Nükleer silah sahibi olmak için nükleer santral kurma gereği olmadığını belirten Pınar Demircan geliştirilen teknoloji ve silah endüstrisi ortamında nükleer santral sahibi ülkelerin nükleer silah sahibi olmasının alt yapısının hazır olduğunu ifade ediyor.

Nükleer santrallerin yarattığı başka bir tehlikeye daha dikkat çeken Demircan, “Öte yandan nükleer santrallerde meydana gelecek bir patlama ihtimali de göz önünde bulundurulmalı. Çünkü santrallerde gerçekleşecek olası bir patlama neredeyse nükleer silah kullanımının sebep olacağı etkiye benzer boyutta bir etki yaratabilir. Bunu Çernobil ve Fukuşima facialarında da deneyimledik.” diyor.

‘İmzacılardan yalnızca Brezilya ve Meksika’nın nükleer santrali var’

TPNW’yi imzalayan ülkeler arasında yalnızca Brezilya ve Meksika‘nın operasyonda nükleer santrali bulunduğuna Bangladeş’in ise kurma hazırlığı içinde olduğuna değinen Demircan, ticari nükleer santral sahibi ülkelerin bu anlaşmayı imzalamamış olmasını nükleer silah-santral bağlamını daha gerçekçi düşünmemizi gerektirdiği değerlendirmesinde bulunuyor.

Ticari nükleer santral sahibi olmaya aday ülkelerden biri olarak 1970 yılında imzalayarak 1979 yılında parlamentoda onaylanmasıyla yürürlüğe giren NPT’nin yeterli olmadığını söyleyen Demircan sözlerine şu şekilde devam ediyor:

Şayet bu anlaşma yeterli olsaydı TPNW’ye ihtiyaç duyulmazdı kaldı ki, NPT’nin fikir olarak ortaya çıkışı bugün dünya genelinde nükleer silahların yarısından çoğuna sahip ABD ile SSCB’nin nükleer silah sahipliğinde zirvede kalmasını garantilemekti.

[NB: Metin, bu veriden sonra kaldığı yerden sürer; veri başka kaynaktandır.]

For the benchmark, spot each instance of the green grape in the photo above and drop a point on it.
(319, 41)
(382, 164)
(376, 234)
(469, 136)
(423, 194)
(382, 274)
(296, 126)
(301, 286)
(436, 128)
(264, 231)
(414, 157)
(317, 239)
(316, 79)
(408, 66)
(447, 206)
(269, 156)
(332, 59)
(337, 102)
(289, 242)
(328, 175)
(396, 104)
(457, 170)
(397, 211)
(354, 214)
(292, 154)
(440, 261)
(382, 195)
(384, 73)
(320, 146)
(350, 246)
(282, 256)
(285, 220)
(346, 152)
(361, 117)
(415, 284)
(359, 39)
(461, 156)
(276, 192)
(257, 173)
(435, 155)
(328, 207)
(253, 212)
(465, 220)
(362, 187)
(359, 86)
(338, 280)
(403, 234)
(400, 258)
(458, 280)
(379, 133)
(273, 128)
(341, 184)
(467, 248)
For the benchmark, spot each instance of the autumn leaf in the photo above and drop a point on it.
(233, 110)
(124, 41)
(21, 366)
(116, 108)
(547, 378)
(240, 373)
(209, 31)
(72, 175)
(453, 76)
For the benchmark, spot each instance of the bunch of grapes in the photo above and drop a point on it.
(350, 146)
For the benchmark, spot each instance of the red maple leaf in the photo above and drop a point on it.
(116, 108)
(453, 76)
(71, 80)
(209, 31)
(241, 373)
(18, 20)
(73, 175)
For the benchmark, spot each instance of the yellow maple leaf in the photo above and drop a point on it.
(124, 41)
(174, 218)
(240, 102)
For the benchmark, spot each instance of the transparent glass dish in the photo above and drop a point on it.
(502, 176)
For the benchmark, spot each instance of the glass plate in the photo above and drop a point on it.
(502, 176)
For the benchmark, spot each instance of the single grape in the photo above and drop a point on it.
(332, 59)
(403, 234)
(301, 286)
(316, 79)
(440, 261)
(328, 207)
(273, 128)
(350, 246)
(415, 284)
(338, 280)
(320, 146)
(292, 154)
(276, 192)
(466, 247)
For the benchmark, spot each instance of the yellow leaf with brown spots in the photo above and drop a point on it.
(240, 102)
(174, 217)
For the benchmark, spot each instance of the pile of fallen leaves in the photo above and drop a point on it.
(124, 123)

Türkiye için ne anlama geliyor?

Pınar Demircan, TPNW’nin yürürlüğe girmiş olmasıyla NATO müttefiki olarak İncirlik ve Kürecik‘teki  ABD üslerinde 50 civarında nükleer silah başlığı bulundurmasına izin veren Türkiye’nin pozisyonunun artık rahatlıkla suç ortaklığı olarak okunabileceğine işaret ediyor.

Açıklamasının devamında Demircan, “Özellikle Akkuyu ve Sinop’ta nükleer santral kurma sürecindeki Türkiye’nin ihtiyacı yalnızca elektrik enerjisi üretimi ise bir an önce TPNW’yi imzalamak konusunda bir çekincesinin olmaması gerekir. Bu nedenle bizler Türkiye kamuoyu olarak ülkenin jeopolitik konumu gereği tehditlere de açık olduğunu göz önüne alarak hükümetin bu anlaşmaya imza atmasını talep etmeliyiz” önerisinde bulunuyor.